The critical item addressed in MS10-070 addresses a vulnerability in two different versions of the .NET Framework — specifically, versions 3.5 SP1 (also denoted as 3.5.1 in MS publications) and 4 — that could, in the words of the bulletin text itself “…allow an attacker to compromise your Windows-based system that is running the Microsoft .NET Framework and gain access to information.” It is a publicly disclosed vulnerability in ASP.NET that could let attackers read data (MS mentions the view state specifically, even though it has been encrypted by the server). The vulnerability could also allow data tampering to decrypt and alter data encrypted by the server. Versions of the .NET Framework that precede version 3.5 Service Pack 1 are not affected by the file content disclosure portion of the vulnerability, but users all the way back to version 1.0 Service Pack 3 should still apply this update, which rates an “Important” severity rating across the board.

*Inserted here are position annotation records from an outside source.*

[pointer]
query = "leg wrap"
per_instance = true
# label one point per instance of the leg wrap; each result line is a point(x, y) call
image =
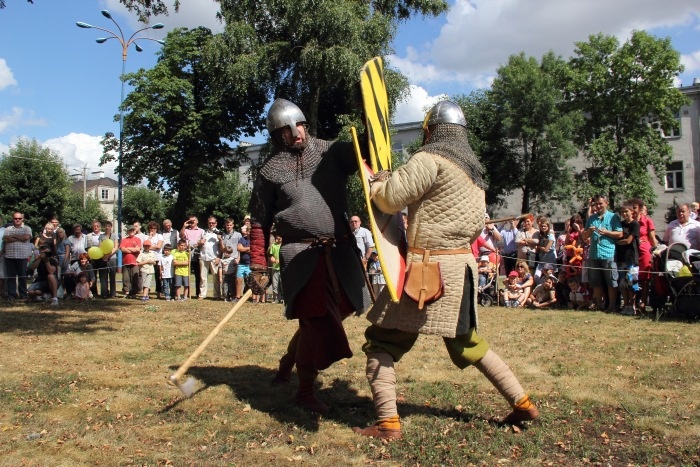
point(501, 377)
point(382, 382)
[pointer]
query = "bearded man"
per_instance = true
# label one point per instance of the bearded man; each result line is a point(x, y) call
point(442, 186)
point(302, 190)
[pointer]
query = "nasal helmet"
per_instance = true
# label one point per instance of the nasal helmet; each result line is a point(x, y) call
point(445, 112)
point(283, 113)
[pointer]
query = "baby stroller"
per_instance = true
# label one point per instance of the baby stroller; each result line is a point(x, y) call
point(487, 294)
point(682, 272)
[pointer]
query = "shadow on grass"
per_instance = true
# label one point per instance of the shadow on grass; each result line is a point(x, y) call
point(41, 318)
point(252, 384)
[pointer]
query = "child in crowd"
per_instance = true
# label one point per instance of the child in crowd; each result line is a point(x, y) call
point(486, 271)
point(548, 270)
point(181, 263)
point(562, 291)
point(627, 259)
point(544, 294)
point(546, 249)
point(374, 269)
point(82, 288)
point(512, 293)
point(165, 265)
point(146, 262)
point(579, 297)
point(525, 280)
point(274, 253)
point(227, 274)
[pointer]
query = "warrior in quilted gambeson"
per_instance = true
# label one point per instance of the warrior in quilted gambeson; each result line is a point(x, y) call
point(301, 189)
point(443, 188)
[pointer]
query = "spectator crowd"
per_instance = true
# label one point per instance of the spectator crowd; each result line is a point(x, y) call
point(603, 262)
point(50, 266)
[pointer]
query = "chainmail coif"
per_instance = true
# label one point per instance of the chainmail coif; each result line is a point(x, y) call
point(450, 141)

Here are the other items that coat-tailed their way into this out-of-band update:
- September 2010 cumulative time zone update for Windows operating systems: Changes to daylight savings start/stop dates for Middle East Standard Time, Namibia Standard Time, and US Eastern Standard Time in Indiana
- Update for Microsoft Silverlight (KB2416427): This update fixes an incompatibility issue between Microsoft Silverlight 4 GDR 1 (4.0.50826.0) and earlier versions of the Bing Toolbar. The current release of Bing Toolbar (version 6) is not affected. Other update description info (from the MS Update details): “This update to Silverlight improves security, reliability, accessibility support, startup performance, enhances line-of-business support and includes several fixes to support rich internet applications.”

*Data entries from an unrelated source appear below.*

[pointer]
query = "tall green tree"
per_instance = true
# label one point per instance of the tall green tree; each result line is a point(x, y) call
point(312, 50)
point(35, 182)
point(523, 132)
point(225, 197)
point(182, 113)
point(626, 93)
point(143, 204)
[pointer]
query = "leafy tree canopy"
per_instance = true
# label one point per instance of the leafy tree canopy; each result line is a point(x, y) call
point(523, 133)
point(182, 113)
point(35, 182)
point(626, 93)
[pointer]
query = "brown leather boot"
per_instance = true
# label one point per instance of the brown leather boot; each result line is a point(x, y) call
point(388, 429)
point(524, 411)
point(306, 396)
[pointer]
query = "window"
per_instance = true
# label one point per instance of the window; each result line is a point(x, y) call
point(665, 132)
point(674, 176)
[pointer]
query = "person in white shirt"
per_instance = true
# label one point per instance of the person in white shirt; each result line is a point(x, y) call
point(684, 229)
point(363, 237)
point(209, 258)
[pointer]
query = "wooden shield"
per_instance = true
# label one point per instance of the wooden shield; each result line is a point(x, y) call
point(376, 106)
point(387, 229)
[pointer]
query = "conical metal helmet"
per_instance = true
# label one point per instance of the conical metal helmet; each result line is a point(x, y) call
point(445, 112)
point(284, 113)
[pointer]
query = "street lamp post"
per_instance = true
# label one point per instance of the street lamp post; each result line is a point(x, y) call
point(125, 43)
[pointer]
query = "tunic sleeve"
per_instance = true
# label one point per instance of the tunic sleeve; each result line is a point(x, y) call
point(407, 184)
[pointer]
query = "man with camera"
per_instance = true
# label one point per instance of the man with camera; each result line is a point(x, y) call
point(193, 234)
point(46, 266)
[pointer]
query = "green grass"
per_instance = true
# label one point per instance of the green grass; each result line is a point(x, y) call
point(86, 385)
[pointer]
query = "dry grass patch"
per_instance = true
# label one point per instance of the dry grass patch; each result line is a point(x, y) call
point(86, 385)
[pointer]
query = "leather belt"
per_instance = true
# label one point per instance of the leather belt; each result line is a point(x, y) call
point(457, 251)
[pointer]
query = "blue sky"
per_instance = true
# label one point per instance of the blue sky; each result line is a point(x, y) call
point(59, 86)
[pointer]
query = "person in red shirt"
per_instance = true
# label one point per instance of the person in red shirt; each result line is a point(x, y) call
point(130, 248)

- Update for Windows 7 (KB979538): “Stop 0x0000007E” or “Stop 0×00000050″ Stop error message in Windows 7 or Windows Server 2008 R2. Install this update to prevent unexpected shutdowns or bluescreens when you are using a USB video device. After you install this item, you may have to restart your computer (caused restart on all 7 of my Windows machines, none of which uses a USB video adapter).

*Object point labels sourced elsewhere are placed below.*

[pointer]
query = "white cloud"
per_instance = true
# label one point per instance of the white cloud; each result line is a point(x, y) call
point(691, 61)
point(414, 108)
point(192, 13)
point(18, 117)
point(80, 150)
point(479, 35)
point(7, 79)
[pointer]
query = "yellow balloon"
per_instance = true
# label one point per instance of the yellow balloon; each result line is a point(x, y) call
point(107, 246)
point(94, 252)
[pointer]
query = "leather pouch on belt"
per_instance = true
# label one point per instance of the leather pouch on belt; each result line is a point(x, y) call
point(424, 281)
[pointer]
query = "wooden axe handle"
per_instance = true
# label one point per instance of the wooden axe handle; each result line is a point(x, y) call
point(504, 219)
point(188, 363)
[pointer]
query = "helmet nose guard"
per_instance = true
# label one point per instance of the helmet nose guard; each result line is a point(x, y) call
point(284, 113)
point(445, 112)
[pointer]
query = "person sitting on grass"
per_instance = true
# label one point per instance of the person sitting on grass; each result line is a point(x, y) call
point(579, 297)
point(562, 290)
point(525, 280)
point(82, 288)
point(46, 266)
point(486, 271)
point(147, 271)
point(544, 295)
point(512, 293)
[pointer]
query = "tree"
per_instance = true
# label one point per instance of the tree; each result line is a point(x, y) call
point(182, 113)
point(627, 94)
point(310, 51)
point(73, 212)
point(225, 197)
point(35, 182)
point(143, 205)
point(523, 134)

- Update for Internet Explorer 8 Compatibility View List for Windows 7 (KB2362765): This continuing series of updates makes “…Web sites designed for older browsers look better in Internet Explorer 8.” Usually requires a restart of IE 8 after it’s installed (moot if the machine restarts anyway).
It’s always noteworthy when an out-of-band item appears between Patch Tuesdays. For those using .NET 3.5.1 or 4, this one’s important, but the rest of these items seem pretty humdrum to me.